RECHTBANK ALMELO
Sector civiel recht
Zaaknummer: 98745 HA ZA 08-1187
datum vonnis: 27 januari 2010
Vonnis van de rechtbank Almelo, enkelvoudige kamer voor burgerlijke zaken, in de zaak van:
Mr. HENDRIE AARNINK, kantoorhoudende te Enschede, in zijn hoedanigheid van curator in het faillissement van [de failliet], thans wonende in [land],
eiser,
advocaat mr. H. Aarnink te Enschede,
[gedaagde], wonende te [woonplaats],
gedaagde,
advocaat mr.

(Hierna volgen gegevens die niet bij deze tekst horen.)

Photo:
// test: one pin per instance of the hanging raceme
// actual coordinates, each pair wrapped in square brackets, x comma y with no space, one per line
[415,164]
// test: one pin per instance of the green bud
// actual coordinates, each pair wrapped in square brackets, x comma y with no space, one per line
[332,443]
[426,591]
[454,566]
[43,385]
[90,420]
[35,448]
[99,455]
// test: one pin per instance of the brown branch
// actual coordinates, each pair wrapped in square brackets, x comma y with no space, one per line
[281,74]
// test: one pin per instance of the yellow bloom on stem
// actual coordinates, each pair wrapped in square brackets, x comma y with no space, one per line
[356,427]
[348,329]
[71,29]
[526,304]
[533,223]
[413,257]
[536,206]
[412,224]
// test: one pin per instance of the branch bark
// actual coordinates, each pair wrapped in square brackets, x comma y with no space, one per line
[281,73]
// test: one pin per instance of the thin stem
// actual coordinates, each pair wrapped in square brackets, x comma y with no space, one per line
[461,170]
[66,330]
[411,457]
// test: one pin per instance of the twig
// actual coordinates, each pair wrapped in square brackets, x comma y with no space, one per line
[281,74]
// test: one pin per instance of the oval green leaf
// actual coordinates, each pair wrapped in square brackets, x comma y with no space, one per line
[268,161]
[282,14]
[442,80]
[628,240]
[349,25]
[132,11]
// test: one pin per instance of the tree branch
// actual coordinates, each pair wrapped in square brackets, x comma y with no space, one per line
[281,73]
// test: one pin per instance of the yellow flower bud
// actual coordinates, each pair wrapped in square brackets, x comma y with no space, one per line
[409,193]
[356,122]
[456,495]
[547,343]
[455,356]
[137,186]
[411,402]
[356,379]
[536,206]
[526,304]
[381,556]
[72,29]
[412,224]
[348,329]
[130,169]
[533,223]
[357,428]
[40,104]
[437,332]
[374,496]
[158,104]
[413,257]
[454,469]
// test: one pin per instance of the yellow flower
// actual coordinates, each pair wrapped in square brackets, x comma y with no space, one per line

P.J.C. Garrels te Enschede,
In conventie en in reconventie:
1.1. Het verloop van de procedure blijkt uit
- de dagvaarding,
- de conclusie van antwoord in conventie, tevens conclusie van eis in (voorwaardelijke) reconventie,
- de conclusie van antwoord in voorwaardelijke reconventie,
- het proces-verbaal van de op 25 juni 2009 gehouden comparitie van partijen,
- het proces-verbaal van de op 6 oktober gehouden voortzetting van de op 25 juni 2009 gehouden comparitie van partijen,
- de akte uitlating zijdens Aarnink d.d. 16 november 2009,
- de akte uitlating na comparitie zijdens [gedaagde] d.d. 15 december 2009.
1.2. Vervolgens is vonnis gevraagd.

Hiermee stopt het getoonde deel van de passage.